Marc, l’Évangile de l’action
VOUS êtes toujours pressé? Vous n’avez pas beaucoup de temps pour lire, et pourtant vous aimeriez apprendre rapidement les grands traits de la vie et des enseignements du Christ, sans vous enliser dans des questions théologiques ou philosophiques? En d’autres termes, vous aimeriez lire un condensé du message chrétien? Alors, prenez une Bible et lisez le “livre” de Marc (ce “livre” n’occupe en fait que 25 pages dans les éditions courantes). Pourquoi vous renvoyons-nous à Marc, plutôt qu’aux autres évangélistes, Matthieu, Luc et Jean? C’est parce que des quatre Évangiles, ou biographies de Jésus Christ, celui de Marc est le plus concis et le plus concentré.
L’esprit de l’Évangile de Marc ressort déjà du premier chapitre Mc 1, où il utilise 11 fois le terme grec euthus (“aussitôt” ou “immédiatement”). En tout, ce terme apparaît 42 fois chez Marc, et il donne une impression de rapidité et d’urgence dans l’activité du Christ.
Au début du premier chapitre Mc 1, Marc raconte le baptême de Jésus dans le Jourdain par son cousin Jean. Aux Mc 1 versets 16 à 21, on voit Christ choisir les quatre disciples qui l’accompagneront lors de sa première tournée de prédication en Galilée. Nous lisons au sujet des deux premiers, Simon et André, qui étaient pêcheurs: “Aussitôt [euthus] ils abandonnèrent leurs filets et le suivirent.” Puis Jésus aperçut Jacques et Jean qui raccommodaient leurs filets en compagnie de leur père, “et à l’instant [euthus] il les appela”. — Marc 1:10-43.

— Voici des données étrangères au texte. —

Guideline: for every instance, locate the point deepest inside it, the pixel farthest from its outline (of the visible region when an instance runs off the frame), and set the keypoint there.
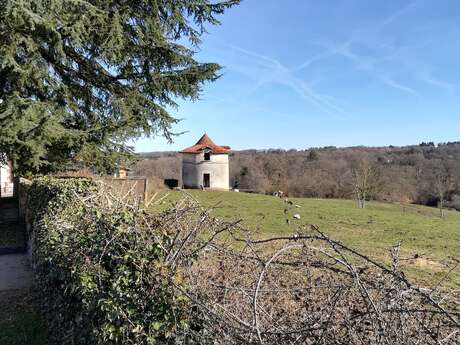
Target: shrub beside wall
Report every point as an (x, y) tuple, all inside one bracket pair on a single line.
[(101, 270)]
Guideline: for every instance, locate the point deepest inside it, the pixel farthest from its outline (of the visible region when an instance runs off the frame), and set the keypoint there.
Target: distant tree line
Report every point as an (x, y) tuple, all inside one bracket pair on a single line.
[(426, 174)]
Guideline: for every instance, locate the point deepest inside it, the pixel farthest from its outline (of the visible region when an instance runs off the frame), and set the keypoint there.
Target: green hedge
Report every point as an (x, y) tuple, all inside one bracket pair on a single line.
[(101, 272)]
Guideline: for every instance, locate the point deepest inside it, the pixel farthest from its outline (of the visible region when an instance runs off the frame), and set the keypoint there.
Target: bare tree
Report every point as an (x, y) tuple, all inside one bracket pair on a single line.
[(442, 184), (366, 180)]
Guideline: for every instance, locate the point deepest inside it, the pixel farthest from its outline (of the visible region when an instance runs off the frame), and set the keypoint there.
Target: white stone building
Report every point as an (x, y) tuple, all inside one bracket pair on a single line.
[(205, 165)]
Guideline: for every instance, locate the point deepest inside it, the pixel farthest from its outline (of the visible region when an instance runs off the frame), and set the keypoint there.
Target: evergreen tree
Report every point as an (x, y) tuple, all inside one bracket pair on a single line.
[(78, 78)]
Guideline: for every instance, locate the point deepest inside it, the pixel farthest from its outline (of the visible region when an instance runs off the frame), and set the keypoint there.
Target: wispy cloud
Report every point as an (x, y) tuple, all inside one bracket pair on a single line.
[(398, 86), (273, 71)]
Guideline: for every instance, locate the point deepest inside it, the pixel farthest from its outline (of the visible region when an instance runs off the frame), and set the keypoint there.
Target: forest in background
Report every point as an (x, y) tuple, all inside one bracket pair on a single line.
[(427, 173)]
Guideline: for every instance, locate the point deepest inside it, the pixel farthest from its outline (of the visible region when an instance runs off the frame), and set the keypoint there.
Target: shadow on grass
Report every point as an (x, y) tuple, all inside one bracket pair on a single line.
[(20, 321)]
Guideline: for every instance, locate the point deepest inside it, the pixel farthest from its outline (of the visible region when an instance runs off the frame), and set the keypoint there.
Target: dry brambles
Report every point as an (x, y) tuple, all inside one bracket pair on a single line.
[(302, 289)]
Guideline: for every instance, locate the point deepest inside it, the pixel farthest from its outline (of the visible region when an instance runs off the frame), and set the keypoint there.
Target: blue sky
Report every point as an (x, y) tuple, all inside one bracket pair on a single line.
[(304, 73)]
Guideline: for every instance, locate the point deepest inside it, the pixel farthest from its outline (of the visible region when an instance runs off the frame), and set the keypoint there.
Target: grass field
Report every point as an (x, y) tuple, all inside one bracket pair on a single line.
[(20, 321), (422, 233)]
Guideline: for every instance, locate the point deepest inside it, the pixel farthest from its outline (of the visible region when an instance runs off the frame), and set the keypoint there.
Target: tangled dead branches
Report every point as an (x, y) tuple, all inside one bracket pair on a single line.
[(301, 289)]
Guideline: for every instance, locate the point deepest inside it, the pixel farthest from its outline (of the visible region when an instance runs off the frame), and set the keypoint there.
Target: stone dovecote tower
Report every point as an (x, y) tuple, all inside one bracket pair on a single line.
[(205, 165)]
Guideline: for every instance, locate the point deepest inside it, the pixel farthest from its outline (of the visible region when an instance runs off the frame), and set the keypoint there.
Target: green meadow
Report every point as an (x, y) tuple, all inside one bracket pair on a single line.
[(430, 246)]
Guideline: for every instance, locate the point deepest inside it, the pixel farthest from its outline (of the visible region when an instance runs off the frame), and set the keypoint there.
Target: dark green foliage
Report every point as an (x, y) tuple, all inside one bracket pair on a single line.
[(79, 78), (101, 270)]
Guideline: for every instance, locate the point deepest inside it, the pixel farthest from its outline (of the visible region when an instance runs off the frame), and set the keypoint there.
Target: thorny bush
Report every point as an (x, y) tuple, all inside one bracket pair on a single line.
[(112, 273)]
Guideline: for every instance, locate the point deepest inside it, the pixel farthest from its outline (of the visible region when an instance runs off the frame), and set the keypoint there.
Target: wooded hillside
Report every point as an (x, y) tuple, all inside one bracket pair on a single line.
[(425, 173)]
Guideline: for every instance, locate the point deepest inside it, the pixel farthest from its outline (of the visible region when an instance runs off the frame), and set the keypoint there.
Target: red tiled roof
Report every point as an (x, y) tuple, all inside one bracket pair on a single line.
[(206, 143)]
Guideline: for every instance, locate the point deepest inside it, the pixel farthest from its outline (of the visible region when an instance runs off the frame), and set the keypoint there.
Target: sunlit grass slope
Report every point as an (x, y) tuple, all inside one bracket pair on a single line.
[(422, 233)]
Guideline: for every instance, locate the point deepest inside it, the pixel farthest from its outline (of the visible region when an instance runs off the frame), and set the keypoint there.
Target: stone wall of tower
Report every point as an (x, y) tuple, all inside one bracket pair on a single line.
[(194, 167)]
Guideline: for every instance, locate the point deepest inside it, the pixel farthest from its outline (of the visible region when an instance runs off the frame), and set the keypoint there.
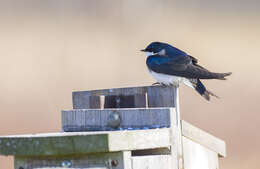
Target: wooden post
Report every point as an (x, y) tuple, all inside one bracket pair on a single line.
[(125, 128)]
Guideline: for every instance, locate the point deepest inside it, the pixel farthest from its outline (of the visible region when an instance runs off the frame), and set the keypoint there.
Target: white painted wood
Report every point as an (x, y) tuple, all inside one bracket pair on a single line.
[(152, 162), (198, 157), (197, 135), (177, 143)]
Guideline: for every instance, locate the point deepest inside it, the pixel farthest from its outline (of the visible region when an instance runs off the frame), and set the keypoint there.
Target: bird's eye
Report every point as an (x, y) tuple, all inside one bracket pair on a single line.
[(151, 49)]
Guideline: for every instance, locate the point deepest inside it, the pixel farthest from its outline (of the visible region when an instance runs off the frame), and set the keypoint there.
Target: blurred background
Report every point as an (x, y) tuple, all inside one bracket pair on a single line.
[(49, 48)]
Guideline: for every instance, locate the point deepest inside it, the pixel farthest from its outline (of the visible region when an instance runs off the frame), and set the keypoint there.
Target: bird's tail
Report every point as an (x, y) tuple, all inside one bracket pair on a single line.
[(201, 89)]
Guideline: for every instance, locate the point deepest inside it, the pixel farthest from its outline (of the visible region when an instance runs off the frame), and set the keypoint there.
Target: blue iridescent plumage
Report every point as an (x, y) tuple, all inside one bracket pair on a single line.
[(166, 61)]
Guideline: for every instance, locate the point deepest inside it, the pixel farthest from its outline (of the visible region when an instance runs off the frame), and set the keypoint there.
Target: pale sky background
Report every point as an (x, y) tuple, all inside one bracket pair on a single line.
[(49, 48)]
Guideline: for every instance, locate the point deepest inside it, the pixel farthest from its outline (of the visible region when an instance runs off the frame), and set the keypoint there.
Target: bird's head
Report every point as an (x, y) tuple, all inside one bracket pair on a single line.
[(156, 48)]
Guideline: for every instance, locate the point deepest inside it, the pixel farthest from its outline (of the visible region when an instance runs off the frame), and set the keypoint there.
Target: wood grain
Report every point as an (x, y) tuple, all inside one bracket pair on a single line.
[(99, 119), (79, 143)]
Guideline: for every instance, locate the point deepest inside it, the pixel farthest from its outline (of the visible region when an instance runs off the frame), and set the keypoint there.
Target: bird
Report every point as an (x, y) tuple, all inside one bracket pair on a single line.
[(171, 66)]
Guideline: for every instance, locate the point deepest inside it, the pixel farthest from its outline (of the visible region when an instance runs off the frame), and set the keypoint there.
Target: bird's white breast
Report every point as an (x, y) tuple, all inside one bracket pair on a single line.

Le style animé qui caractérise l’Évangile de Marc est encore illustré aux Mc chapitres neuf et dix, où l’évangéliste décrit la foule ‘accourant’ vers Jésus, puis, plus tard, ‘accourant’ encore vers un groupe de personnes rassemblées autour de lui. Nous lisons aussi que le jeune homme riche “accourut [et] tomba à genoux” devant Christ. Des trois Évangiles synoptiques (Matthieu, Marc et Luc), Marc est le seul à mentionner dans ces cas l’action d’accourira. — Marc 9:15, 25; 10:17; voir aussi Matthieu 19:16 et Luc 18:18.
Qui était Marc?
Mais peut-être vous demandez-vous: Qui était Marc? Fut-il témoin oculaire des événements qu’il décrit, ou bien a-t-il eu d’autres sources d’information?
Il semble que sa mère, Marie, fut une croyante qui accepta que l’on tienne chez elle des réunions chrétiennes. Le livre des Actes des Apôtres nous apprend également que Marc partit comme missionnaire en compagnie de son cousin Barnabas et de l’apôtre Paul. Il ne fut pas lui-même un apôtre ni un témoin oculaire de tous les événements qu’il relate. En revanche, il est possible qu’il ait été un disciple de Jésus à l’époque où celui-ci fut arrêté. En effet, certains biblistes identifient Marc au “jeune homme” qui “s’enfuit tout nu” à ce moment-là. — Actes 12:6-17, 25; 15:36-41; Marc 14:51, 52.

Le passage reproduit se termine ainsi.